9_security-model/9_1_permissions.md - platform/compatibility/cdd - Git at Google

 ## 9.1\. Permissions

 Device implementations:

 *   [C-0-1] MUST support the [Android permissions model](
 http://developer.android.com/guide/topics/security/permissions.html)
 as defined in the Android developer documentation. Specifically, they
 MUST enforce each permission defined as described in the SDK documentation; no
 permissions may be omitted, altered, or ignored.

 *   MAY add additional permissions, provided the new permission ID strings
 are not in the `android.\*` namespace.

 *   [C-0-2] Permissions with a `protectionLevel` of
 [`PROTECTION_FLAG_PRIVILEGED`](
 https://developer.android.com/reference/android/content/pm/PermissionInfo.html#PROTECTION&lowbar;FLAG&lowbar;PRIVILEGED)
 MUST only be granted to apps preinstalled in the privileged path(s) of the system
 image and within the subset of the explicitly whitelisted permissions for each
 app. The AOSP implementation meets this requirement by reading and honoring
 the whitelisted permissions for each app from the files in the
 `etc/permissions/` path and using the `system/priv-app` path as the
 privileged path.

 Permissions with a protection level of dangerous are runtime permissions.
 Applications with `targetSdkVersion` > 22 request them at runtime.

 Device implementations:

 *   [C-0-3] MUST show a dedicated interface for the user to decide
      whether to grant the requested runtime permissions and also provide
      an interface for the user to manage runtime permissions.
 *   [C-0-4] MUST have one and only one implementation of both user
      interfaces.
 *   [C-0-5] MUST NOT grant any runtime permissions to preinstalled
      apps unless:
      *   The user's consent can be obtained before the application
          uses it.
      *   The runtime permissions are associated with an intent pattern
          for which the preinstalled application is set as the default handler.
 *   [C-0-6] MUST grant the `android.permission.RECOVER_KEYSTORE` permission
      only to system apps that register a properly secured Recovery Agent.

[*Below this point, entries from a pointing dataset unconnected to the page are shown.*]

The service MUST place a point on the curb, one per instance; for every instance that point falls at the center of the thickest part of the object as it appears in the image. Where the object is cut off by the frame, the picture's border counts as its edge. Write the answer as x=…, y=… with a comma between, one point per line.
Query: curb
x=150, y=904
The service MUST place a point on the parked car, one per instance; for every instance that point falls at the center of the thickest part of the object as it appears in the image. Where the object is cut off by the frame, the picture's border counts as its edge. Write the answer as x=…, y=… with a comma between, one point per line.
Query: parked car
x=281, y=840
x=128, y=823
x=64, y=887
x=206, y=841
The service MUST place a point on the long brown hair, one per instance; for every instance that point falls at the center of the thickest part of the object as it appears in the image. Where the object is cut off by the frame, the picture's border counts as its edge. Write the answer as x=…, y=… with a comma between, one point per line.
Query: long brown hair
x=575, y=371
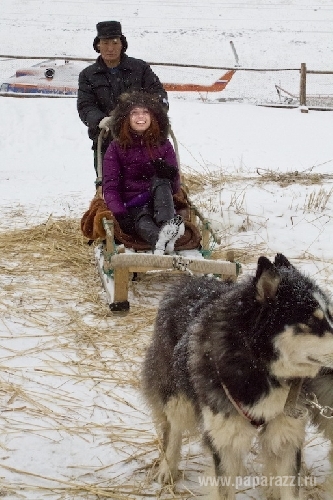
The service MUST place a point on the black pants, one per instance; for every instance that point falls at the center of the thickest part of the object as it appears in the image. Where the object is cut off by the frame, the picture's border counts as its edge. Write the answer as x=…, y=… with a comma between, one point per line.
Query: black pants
x=148, y=219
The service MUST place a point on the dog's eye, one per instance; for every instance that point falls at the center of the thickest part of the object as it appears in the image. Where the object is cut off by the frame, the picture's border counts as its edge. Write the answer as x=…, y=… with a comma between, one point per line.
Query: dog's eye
x=329, y=314
x=318, y=323
x=300, y=328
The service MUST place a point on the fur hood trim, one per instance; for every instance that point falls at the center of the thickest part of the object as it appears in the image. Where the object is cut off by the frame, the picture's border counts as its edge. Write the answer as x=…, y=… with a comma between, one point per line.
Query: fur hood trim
x=129, y=101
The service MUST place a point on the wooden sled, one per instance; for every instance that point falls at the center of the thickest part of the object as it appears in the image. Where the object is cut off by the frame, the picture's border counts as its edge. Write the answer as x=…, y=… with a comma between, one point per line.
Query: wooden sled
x=119, y=256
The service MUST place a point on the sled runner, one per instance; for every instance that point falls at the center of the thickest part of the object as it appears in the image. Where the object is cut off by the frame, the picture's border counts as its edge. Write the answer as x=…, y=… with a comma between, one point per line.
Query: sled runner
x=119, y=255
x=60, y=79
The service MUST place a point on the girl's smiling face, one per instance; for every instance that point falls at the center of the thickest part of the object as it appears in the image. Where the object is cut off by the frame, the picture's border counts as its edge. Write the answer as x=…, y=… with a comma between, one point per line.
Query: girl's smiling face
x=140, y=119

A
      properly secured Recovery Agent is defined as an on-device software agent
      that synchronizes with an off-device remote storage, that is equipped with
      secure hardware with protection equivalent or stronger than what is
      described in
      [Google Cloud Key Vault Service](
      https://developer.android.com/preview/features/security/ckv-whitepaper.html)
      to prevent brute-force attacks on the lockscreen knowledge factor.

 Device implementations:

 *   [C-0-7] MUST adhere to [Android location permission](
     https://developer.android.com/privacy/device-location) properties when an app
     requests the location or physical activity data through standard Android API
     or proprietary mechanism. Such data includes but not limited to:

     *  Device's location (e.g. latitude and longitude).
     *  Information that can be used to determine or estimate the device's
        location (e.g. SSID, BSSID, Cell ID, or location of the network that the
        device is connected to).
     *  User's physical activity or classification of the physical activity.

 More specifically, device implementations:

         *   [C-0-8] MUST obtain user consent to allow an app to access the
             location or physical activity data.
         *   [C-0-9] MUST grant a runtime permission ONLY to the app that holds
             sufficient permission as described on SDK.
             For example,
 [TelephonyManager#getServiceState](https://developer.android.com/reference/android/telephony/TelephonyManager.html#getAllCellInfo())
             requires `android.permission.ACCESS_FINE_LOCATION`).

 Permissions can be marked as restricted altering their behavior.

 *   [C-0-10] Permissions marked with the flag `hardRestricted` MUST NOT be
      granted to an app unless:
      *   An app APK file is in the system partition.
      *   The user assigns a role that is associated with the `hardRestricted`
          permissions to an app.
      *   The installer grants the `hardRestricted` to an app.
      *   An app is granted the `hardRestricted` on an earlier Android version.

 *   [C-0-11] Apps holding a `softRestricted` permission MUST get only limited
     access and MUST NOT gain full access until whitelisted as described in the
     SDK, where full and limited access is defined for each `softRestricted`
     permission (for example, [`READ_EXTERNAL_STORAGE`](
     https://developer.android.com/reference/android/Manifest.permission#READ_EXTERNAL_STORAGE)).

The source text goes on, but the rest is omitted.